The Git GUI is divided into four parts. On the top-left, you have the ‘Unstaged Changes’, which is a list of all files that have been created, deleted, or modified since the last commit. In this case, it only contains readme.txt. If you click on the icon next to readme.txt, the file will move to the ‘Staged Changes’. The ‘Staged Changes’ is a list of files that have been altered and that you want to take a snapshot of. Or, in Git terminology, a list of changes that you want to commit. At the bottom-right, there is a text-box that allows you to provide a description of your commit. It’s good practice to write a short but informative commit message, so that you can identify and understand your commit later on. Type something like ‘Add readme.txt’ and click on the ‘Commit’ button.

Congratulations, you have made your first commit! Whatever happens now, you will always be able to go back to the situation in which your project consisted of only an empty readme.txt.

Now open readme.txt in a text editor and type the following line of text: “These are some changes that I would like to commit.” Save readme.txt, switch back to Git GUI, and click on ‘Rescan’. Git will detect that readme.txt has been changed, and even provides a preview of the change in the yellow area on the top-right. (If you work with non-plain-text files, such as .doc, you will not see a preview, and Git will assume that the entire file has changed.) Click on the icon next to readme.txt to ‘stage’ the file, type a commit message, and click on the ‘Commit’ button.

Bam! Your second commit.

Now, let’s say that we’re unhappy with the changes that we’ve just made to readme.txt, and that we want to undo them. The power of Git is (among other things) that you can jump back and forth between different snapshots of your project. Let’s take a look at how this works.

Right-click again on readme.txt (in the Windows explorer, not Git GUI) and select ‘Git History’. This will open a somewhat complicated-looking window that describes the commit history of your project. The top row contains a list of all commits, with the commit message in the first column, the person who made the commit in the second, and the time of the commit in the third row. Now, right-click on the commit labeled ‘Add readme.txt’ (i.e. our first commit) and select ‘Reset master branch to here’. You will be asked whether you want a ‘hard’, ‘soft’, or ‘mixed’ reset. For now, suffice it to say that a ‘hard’ reset really takes you back to the situation of the commit. So that’s what we will select here.

However, and this is a very important point, if you do a hard reset you will lose all work in your repository that has not been committed. In other words, before you do a hard reset, make sure that you have committed all changes that you want to preserve. If there are any changes listed under ‘Unstaged Changes’ in the Git GUI (click on ‘Rescan’ to be sure), they will be irretrievably lost after a hard reset.

With that important disclaimer out of the way, in this case we do select the hard reset. You will now see that readme.txt is empty again, just like it was before we did our second commit. We travelled back in time! Now right-click on the commit labelled ‘Some changes to readme.txt’ and do another hard reset. You will now see that readme.txt contains text again. We have travelled back to the future! (I wrote this only so that I can include the image below. It’s of course more accurate to say that we have travelled back to a point in history that is closer to the present. Git does not yet support traveling to the future.)

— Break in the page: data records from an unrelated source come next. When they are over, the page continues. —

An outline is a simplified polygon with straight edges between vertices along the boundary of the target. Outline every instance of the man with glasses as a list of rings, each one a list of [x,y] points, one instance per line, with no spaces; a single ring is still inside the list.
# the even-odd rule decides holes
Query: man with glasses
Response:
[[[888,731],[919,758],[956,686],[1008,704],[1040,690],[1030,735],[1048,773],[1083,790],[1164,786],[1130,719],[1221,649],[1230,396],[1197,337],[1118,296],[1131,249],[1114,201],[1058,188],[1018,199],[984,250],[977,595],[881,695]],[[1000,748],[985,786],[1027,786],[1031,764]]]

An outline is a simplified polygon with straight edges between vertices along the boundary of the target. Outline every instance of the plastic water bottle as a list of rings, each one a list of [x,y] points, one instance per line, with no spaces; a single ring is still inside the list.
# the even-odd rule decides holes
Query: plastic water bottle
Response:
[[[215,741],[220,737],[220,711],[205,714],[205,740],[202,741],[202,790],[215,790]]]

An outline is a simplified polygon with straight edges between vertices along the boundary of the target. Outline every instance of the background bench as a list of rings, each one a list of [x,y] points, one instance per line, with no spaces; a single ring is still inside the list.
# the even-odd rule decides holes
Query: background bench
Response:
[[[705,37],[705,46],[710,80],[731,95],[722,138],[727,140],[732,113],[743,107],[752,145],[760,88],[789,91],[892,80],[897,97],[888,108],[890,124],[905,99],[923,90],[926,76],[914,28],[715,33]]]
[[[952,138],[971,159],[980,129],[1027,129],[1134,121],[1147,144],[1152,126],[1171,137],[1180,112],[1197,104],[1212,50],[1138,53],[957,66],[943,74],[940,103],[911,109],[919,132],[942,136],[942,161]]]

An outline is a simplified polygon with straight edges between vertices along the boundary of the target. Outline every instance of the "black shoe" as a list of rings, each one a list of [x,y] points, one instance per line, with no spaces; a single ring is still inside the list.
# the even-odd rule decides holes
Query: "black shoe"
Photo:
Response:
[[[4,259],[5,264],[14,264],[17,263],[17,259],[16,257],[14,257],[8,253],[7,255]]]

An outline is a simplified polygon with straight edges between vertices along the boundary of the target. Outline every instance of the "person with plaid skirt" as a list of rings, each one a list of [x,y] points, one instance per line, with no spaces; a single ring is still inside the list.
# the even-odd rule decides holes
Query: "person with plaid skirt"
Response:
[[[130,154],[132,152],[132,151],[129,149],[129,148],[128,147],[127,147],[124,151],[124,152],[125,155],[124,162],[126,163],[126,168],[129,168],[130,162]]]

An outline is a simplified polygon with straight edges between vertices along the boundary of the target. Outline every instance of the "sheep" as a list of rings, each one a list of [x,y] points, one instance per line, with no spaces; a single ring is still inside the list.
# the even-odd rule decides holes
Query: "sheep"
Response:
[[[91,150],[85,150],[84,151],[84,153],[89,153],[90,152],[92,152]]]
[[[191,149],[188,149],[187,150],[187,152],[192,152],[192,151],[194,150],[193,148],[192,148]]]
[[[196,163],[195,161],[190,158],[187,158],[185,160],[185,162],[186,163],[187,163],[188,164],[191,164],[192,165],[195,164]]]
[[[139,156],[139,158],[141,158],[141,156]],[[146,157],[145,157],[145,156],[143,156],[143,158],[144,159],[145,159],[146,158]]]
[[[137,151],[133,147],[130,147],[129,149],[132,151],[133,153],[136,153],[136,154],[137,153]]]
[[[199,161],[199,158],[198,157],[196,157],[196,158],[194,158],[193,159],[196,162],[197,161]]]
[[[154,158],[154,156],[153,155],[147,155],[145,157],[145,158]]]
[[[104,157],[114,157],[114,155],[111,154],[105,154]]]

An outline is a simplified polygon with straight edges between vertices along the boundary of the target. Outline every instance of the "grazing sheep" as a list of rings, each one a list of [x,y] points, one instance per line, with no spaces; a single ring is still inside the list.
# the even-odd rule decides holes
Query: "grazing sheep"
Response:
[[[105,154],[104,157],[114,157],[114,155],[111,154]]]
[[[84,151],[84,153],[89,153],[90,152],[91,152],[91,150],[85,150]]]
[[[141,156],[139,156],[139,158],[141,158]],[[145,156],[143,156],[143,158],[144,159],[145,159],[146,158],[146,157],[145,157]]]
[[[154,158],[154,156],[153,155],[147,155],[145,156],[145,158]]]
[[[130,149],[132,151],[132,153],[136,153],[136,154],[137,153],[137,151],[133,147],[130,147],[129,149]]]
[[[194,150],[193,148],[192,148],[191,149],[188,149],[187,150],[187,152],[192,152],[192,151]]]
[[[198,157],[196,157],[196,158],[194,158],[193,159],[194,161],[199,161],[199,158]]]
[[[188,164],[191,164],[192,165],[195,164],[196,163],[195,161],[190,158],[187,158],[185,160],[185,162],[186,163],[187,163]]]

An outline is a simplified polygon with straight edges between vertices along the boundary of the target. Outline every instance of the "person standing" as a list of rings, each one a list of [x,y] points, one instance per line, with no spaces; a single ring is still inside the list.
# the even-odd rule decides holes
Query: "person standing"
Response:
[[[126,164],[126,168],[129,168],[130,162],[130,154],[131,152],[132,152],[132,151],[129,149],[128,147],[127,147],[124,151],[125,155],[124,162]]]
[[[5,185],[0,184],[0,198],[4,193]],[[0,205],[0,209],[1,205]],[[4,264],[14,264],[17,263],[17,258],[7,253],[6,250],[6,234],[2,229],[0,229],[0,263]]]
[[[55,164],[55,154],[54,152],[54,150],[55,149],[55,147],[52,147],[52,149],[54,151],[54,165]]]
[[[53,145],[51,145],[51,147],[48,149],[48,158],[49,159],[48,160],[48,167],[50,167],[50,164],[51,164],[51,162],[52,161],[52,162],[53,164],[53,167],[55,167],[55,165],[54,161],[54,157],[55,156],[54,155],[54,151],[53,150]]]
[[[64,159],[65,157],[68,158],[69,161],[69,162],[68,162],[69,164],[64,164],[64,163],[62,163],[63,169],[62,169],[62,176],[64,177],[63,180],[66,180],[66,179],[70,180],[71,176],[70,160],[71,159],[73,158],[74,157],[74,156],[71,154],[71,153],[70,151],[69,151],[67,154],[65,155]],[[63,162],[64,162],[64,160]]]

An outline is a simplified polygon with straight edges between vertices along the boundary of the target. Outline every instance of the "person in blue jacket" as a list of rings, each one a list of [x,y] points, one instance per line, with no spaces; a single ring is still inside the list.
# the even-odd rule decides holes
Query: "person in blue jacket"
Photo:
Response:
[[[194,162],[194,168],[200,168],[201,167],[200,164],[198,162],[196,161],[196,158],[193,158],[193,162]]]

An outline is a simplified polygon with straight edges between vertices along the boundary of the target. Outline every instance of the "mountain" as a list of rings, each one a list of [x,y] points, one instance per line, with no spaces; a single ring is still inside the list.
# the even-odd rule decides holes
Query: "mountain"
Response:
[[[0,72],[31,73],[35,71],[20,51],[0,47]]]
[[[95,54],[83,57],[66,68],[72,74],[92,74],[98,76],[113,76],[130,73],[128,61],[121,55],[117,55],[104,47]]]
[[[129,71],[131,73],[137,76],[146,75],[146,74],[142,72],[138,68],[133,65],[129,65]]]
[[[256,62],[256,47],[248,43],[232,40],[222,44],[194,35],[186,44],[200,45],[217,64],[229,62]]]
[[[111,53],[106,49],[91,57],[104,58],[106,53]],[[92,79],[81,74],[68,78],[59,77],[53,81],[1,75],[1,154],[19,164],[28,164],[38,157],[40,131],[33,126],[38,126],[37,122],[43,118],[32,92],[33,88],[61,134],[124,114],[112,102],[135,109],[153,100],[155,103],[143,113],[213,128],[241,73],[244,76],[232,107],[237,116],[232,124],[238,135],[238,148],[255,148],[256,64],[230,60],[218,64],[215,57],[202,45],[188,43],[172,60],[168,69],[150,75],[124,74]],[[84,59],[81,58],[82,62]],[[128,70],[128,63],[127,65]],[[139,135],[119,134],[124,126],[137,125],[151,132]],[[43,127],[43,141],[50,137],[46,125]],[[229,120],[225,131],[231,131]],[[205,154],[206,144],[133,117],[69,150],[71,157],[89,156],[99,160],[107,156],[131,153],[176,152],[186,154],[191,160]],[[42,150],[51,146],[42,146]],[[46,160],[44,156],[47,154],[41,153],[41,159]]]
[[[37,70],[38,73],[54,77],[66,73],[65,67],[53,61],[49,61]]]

Well, that’s it for now! A very very basic introduction to Git. We have not even begun to explore what Git can do. We have not mentioned syncing your repository with a server such as GitHub. We have not mentioned how you can collaborate with others. We have not mentioned how you can work on different versions of the same project in parallel. And the simple workflow that I describe here is not necessarily the only or best one. (Some may frown on the potentially dangerous use of a hard reset.)

But for managing document versions in a one-man project, this is pretty much all you need. And once you know the basics, you can gradually extend your knowledge of Git to deal with more complex situations.